Longstreet, James Peter
Entering service as a brigadier general, he distinguished himself as a superb military tactician in several major battles, including First Manassas (July 21, 1861), after which he was promoted to major general.
Soldier. Longstreet was born on January 8, 1821, in Edgefield District, the son of James Longstreet and Mary Anne Dent. He spent his formative years in Georgia and Alabama. He entered the U.S. Military Academy at West Point in 1838 and graduated in 1842 near the bottom of his class. His service record after graduation, especially during the Mexican War, was highly commendable, and by 1858 he had achieved the rank of major. On March 8, 1848, he married Maria Garland of Virginia. The marriage produced ten children. Following Maria’s death in 1889, Longstreet married Helen Dortch on September 8, 1897.
In June 1861 Longstreet resigned his U.S. Army commission and joined the Confederate army. Entering service as a brigadier general, he distinguished himself as a superb military tactician in several major battles, including First Manassas (July 21, 1861), after which he was promoted to major general. His service in the Army of Northern Virginia included participation in the Peninsular campaign of 1862 and Second Manassas (August 29–30, 1862), where his tactical skill played a key role in the Confederate victory. When Robert E. Lee took charge of the army in June 1862, he made Longstreet his second in command. He became Lee’s closest confidant and military adviser, and was made a lieutenant general in October 1862. Longstreet’s command fought with distinction at the battles at Sharpsburg (September 17, 1862) and Fredericksburg (December 11–15, 1862). Longstreet’s opposition to Pickett’s Charge and accusations of foot-dragging on the second and third days of the Battle of Gettysburg (July 1–3, 1863) garnered criticism, largely unjustified, from many postwar historians. Detached for service in the west after Gettysburg, he scored an impressive tactical victory at Chickamauga (September 18–20, 1863), but his 1863–1864 siege of Knoxville, Tennessee, was unsuccessful, and he subsequently rejoined the Army of Northern Virginia. He served brilliantly at the Battle of the Wilderness (May 5–6, 1864), where he sustained a serious wound from friendly fire. He rejoined the army later that year and served until Lee’s surrender at Appomattox Courthouse in April 1865.

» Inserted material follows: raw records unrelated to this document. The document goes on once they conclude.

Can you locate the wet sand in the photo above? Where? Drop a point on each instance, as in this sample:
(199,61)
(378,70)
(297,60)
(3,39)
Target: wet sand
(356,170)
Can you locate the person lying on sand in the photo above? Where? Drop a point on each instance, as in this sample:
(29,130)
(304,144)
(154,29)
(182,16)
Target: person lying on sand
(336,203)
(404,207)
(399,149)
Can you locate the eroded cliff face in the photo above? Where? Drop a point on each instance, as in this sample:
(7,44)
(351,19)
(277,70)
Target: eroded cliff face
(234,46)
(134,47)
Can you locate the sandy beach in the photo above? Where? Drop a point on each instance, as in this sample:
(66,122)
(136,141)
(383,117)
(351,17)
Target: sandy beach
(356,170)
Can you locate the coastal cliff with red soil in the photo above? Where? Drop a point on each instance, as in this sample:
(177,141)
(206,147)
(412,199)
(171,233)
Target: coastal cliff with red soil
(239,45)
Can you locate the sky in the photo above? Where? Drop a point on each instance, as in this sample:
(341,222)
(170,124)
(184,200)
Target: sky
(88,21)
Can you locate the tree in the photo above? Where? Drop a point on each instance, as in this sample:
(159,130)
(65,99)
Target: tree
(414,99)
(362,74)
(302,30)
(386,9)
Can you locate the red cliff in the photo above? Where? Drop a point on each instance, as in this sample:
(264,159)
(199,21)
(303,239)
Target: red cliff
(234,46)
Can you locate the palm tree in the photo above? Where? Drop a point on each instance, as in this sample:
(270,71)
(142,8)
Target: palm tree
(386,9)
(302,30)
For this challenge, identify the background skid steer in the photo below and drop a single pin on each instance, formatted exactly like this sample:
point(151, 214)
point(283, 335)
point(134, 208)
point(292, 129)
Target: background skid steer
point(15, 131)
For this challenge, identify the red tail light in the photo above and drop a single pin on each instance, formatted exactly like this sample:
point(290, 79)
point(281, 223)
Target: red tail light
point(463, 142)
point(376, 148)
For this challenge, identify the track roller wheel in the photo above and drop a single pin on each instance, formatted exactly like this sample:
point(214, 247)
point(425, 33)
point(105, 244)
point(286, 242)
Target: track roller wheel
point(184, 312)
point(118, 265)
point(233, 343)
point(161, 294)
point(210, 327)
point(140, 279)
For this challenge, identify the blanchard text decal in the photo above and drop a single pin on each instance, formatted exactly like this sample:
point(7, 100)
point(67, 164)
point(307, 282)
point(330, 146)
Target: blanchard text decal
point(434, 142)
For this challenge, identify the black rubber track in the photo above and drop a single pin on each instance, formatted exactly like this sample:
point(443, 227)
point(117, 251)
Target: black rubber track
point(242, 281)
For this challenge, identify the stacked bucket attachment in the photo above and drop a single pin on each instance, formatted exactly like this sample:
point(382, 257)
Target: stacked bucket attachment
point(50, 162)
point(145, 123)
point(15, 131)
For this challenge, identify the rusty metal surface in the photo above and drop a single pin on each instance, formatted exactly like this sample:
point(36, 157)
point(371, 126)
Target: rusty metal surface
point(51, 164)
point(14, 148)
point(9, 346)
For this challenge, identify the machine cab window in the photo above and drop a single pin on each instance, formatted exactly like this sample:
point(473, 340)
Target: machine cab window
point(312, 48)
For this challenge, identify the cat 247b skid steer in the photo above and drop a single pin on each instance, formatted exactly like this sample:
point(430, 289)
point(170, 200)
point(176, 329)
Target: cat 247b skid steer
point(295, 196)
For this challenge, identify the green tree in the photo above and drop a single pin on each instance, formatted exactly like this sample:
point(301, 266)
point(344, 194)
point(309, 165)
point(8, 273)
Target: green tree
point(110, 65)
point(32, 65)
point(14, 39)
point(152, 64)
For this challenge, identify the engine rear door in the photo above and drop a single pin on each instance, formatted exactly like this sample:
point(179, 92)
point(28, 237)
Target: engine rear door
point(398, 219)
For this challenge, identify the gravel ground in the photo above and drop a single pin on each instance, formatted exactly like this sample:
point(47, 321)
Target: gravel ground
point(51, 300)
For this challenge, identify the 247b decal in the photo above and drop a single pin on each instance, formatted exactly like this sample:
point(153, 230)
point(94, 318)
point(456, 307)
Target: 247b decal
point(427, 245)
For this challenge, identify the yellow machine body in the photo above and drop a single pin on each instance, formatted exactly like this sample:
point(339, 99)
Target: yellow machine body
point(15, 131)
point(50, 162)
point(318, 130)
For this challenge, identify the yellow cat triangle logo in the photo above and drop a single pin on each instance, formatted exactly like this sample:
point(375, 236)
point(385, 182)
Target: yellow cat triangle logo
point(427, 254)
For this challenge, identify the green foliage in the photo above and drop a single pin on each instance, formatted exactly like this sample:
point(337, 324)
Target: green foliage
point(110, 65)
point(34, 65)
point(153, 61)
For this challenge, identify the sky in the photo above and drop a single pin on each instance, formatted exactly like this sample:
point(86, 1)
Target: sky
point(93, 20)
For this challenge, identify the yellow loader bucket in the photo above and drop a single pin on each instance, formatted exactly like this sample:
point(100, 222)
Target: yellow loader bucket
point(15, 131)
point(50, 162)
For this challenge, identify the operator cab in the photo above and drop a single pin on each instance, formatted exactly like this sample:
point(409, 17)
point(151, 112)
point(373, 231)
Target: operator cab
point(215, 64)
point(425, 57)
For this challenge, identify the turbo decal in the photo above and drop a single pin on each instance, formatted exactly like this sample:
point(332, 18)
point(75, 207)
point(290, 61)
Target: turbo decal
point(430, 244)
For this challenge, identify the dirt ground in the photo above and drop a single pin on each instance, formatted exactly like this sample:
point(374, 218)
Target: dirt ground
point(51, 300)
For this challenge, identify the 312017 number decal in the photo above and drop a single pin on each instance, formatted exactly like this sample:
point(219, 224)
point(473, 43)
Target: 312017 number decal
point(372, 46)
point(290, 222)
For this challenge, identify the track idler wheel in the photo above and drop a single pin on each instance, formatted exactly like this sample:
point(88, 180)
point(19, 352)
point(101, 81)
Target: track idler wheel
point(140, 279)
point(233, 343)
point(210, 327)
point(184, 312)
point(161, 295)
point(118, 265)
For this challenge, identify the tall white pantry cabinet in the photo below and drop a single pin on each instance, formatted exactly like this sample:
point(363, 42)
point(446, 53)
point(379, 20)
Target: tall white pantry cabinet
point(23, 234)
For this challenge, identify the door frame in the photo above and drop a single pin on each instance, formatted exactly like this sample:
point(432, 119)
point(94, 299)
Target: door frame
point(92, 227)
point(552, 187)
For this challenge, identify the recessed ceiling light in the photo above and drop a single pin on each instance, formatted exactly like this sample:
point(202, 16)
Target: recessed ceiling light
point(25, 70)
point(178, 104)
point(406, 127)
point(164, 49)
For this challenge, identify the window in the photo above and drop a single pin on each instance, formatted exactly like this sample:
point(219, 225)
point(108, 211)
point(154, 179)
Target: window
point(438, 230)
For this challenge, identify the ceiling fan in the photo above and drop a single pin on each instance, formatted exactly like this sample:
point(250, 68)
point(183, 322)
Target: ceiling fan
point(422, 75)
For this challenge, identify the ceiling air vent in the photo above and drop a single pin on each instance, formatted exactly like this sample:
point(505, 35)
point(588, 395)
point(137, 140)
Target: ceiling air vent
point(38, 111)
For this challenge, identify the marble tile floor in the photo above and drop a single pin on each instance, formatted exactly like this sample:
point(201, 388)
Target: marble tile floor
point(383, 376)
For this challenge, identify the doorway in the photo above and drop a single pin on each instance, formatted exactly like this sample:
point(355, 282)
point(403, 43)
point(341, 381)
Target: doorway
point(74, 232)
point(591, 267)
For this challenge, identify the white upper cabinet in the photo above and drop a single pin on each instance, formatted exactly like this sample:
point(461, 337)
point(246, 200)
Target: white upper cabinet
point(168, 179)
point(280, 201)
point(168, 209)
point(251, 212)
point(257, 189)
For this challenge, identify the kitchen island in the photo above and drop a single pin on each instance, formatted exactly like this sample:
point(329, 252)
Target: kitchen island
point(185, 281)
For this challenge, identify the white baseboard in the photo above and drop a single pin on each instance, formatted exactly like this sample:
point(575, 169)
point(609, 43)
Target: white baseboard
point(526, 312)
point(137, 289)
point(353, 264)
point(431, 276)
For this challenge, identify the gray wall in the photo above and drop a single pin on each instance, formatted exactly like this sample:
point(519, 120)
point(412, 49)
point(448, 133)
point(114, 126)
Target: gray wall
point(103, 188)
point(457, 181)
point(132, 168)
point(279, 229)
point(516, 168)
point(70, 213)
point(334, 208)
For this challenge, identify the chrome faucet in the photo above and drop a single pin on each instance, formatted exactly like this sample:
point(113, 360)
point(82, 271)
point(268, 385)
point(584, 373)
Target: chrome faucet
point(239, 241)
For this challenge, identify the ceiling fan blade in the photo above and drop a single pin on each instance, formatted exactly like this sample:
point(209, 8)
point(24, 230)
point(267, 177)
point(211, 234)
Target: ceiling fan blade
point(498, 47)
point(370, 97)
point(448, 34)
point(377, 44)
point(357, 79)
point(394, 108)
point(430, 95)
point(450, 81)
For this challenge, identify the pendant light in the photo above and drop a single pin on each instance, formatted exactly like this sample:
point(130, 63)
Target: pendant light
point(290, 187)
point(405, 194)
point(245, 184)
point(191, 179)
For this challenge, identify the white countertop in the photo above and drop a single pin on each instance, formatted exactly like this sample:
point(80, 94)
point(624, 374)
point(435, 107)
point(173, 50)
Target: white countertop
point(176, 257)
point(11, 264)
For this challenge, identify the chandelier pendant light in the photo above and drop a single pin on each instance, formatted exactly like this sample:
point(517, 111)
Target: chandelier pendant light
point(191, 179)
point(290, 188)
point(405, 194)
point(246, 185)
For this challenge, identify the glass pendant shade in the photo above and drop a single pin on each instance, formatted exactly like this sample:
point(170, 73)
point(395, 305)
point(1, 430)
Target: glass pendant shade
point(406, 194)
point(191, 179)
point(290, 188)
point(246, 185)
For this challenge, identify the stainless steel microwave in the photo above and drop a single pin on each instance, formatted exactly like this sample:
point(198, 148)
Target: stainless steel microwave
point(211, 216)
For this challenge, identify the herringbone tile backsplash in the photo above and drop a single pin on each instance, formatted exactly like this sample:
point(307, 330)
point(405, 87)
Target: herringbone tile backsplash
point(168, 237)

After the war Longstreet settled in New Orleans and alienated many postwar southerners by joining the Republican Party. After Lee’s death in 1870, some of his former subordinates launched a concerted effort to deify their former commander, blaming Longstreet in speeches and writings for the Confederate failure at Gettysburg. He defended his actions in his memoirs, From Manassas to Appomattox (1896), which criticized the actions at Gettysburg of Lee and the flamboyant cavalry leader J. E. B. Stuart. Longstreet’s political decisions, coupled with his criticism of Lee, effectively eclipsed his standing among surviving Civil War icons. However, this social ostracism did not preclude a life of public service for Longstreet, and he obtained a series of federal posts in the United States and abroad. In 1886 he arrived, uninvited, on horseback and in his Confederate uniform at a meeting of Civil War veterans in Atlanta, where he was embraced by former Confederate president Jefferson Davis. But the gesture did little to rescue his reputation among his fellow southerners. He died on January 2, 1904, in Gainesville, Georgia, where he was buried.
Piston, William Garrett. Lee’s Tarnished Lieutenant: James Longstreet and His Place in Southern History. Athens: University of Georgia Press, 1987.
Tucker, Glenn. Lee and Longstreet at Gettysburg. Indianapolis: Bobbs-Merrill, 1968.
Wert, Jeffrey D. General James Longstreet: The Confederacy’s Most Controversial Soldier. New York: Simon & Schuster, 1993.